1 Park. Cr. 252 | Court Of Oyer And Terminer New York | 1851

The court

charged the jury, 1st. That if from the evidence they were satisfied that the prisoner in setting the fire did not intend to burn the building, but intended to accomplish some other object, the case would be within the People v. Cotteral, in which the prisoners having been convicted of arson, the judgment was arrested upon the ground that it was proved, beyond all reasonable doubt, that the prisoners merely designed to effect their escape from jail, and did not intend to bum the jail.

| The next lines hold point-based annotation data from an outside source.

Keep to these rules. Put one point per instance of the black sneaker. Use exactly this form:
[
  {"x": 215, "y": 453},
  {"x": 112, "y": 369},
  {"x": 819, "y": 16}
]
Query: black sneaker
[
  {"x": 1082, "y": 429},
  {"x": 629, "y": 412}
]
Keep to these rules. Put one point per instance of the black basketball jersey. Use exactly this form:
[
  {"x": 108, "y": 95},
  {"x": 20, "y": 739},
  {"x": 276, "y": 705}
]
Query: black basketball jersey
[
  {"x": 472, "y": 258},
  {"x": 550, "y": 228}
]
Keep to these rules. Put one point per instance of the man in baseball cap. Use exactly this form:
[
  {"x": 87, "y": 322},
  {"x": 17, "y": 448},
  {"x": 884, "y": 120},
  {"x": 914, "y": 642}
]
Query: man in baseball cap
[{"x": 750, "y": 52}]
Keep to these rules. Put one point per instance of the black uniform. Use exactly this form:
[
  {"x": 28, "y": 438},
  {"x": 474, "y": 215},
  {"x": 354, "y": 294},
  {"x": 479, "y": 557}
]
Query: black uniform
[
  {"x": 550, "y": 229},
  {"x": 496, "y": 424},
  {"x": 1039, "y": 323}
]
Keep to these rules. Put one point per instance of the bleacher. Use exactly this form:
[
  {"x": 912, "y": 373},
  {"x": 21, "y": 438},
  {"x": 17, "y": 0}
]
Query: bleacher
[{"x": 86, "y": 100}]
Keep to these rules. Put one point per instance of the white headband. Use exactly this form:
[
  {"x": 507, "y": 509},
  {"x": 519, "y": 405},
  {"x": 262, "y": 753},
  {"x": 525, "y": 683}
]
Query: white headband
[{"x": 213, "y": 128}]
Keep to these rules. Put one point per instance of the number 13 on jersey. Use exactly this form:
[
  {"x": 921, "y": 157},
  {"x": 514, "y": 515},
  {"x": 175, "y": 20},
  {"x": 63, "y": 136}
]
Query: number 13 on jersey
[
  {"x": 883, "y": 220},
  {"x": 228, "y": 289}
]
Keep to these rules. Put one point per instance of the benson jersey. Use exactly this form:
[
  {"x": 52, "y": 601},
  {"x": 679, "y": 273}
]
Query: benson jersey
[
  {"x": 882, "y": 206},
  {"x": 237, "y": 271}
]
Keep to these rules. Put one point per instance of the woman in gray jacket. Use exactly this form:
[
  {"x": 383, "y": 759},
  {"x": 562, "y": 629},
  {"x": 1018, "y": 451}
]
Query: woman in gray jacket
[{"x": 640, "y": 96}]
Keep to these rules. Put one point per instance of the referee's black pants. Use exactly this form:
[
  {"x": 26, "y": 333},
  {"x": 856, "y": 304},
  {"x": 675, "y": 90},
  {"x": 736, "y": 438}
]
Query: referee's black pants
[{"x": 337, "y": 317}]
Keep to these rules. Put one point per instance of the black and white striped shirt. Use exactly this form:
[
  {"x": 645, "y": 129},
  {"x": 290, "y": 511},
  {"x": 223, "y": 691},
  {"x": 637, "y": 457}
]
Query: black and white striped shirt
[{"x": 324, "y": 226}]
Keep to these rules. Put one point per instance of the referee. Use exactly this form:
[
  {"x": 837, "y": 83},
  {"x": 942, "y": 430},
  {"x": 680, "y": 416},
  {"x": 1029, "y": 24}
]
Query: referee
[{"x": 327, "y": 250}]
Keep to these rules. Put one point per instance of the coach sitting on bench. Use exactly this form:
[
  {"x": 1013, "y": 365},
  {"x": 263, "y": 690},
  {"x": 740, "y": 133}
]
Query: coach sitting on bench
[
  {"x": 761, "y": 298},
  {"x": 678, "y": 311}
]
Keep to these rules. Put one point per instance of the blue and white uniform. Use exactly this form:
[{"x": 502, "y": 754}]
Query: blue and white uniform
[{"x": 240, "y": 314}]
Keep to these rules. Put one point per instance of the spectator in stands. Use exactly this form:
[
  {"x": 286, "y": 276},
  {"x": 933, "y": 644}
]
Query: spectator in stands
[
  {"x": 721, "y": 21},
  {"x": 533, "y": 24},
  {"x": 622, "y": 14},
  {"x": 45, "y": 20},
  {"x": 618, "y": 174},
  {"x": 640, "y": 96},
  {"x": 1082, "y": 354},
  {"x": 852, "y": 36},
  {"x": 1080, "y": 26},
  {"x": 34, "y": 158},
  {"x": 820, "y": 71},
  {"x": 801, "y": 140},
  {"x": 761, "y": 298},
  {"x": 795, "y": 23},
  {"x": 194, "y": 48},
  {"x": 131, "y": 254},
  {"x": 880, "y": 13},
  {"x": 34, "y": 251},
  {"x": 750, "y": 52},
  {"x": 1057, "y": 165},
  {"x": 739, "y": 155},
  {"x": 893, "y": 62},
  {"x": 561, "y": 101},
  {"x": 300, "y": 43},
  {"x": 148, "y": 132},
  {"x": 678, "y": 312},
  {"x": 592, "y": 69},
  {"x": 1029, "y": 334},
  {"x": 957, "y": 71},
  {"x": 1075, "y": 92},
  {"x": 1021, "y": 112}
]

That the prisoner must be presumed to have intended the ordinary consequences of his- acts, and that it devolved upon him to show the absence of an intent to burn the building.

2d. That to authorize a conviction for the offence charged, it was not necessary to establish a design to produce death. That such design did not enter into the offence of arson in the first degree, either at common law or under the statute. That it. was immaterial whether the prisoner had knowledge that the building was occupied by human beings lodging therein, either habitually or at the time. It was sufficient if they believed upon the evidence, that the building was in fact thus occupied, and *255that the prisoner willfully burned it in the night time, there being some human being at the time therein, and

3d. That the jury would inquire, 1st. Whether the barn or stable in which the fire was kindled, and that in which was the office and sleeping room, was one and the same building,- and 2d. If they did not constitute one building and only one, but were two separate and distinct buildings, whether the former was joined to, immediately connected with and a part of the latter, and if either of these propositions should be found by them in the affirmative, they would inquire, 3dly, whether the building had been usually occupied by persons lodging therein at night, and whether at the time of the commission of the offence there was some human being therein; and that if they were satisfied that the building had been and was thus occupied, the willful setting fire to and burning it in the night time, constituted the offence of arson in the first degree (2 R. S. 657, § 9, 10). That the statute had defined a dwelling house, and that within the statute, whether a building was a dwelling house or not, depended upon the fact whether it was usually occupied by persons lodging therein at night, and not upon the popular understanding of that term; that it was not necessary that the whole building should be thus occupied — if a paid was occupied as a sleeping room, it was sufficient, although other parts might be used for other and entirely different purposes.

The jury found the prisoner guilty of arson in the first degree, and he was sentenced, to be executed. The sentence was commuted by the governor to imprisonment in the state prison for life, on account of the youth of the prisoner, and some circumstances which made it a. case proper for the exercise of this power by the executive. The conviction upon the facts, and the decision and charge of the court, were expressly approved by the governor.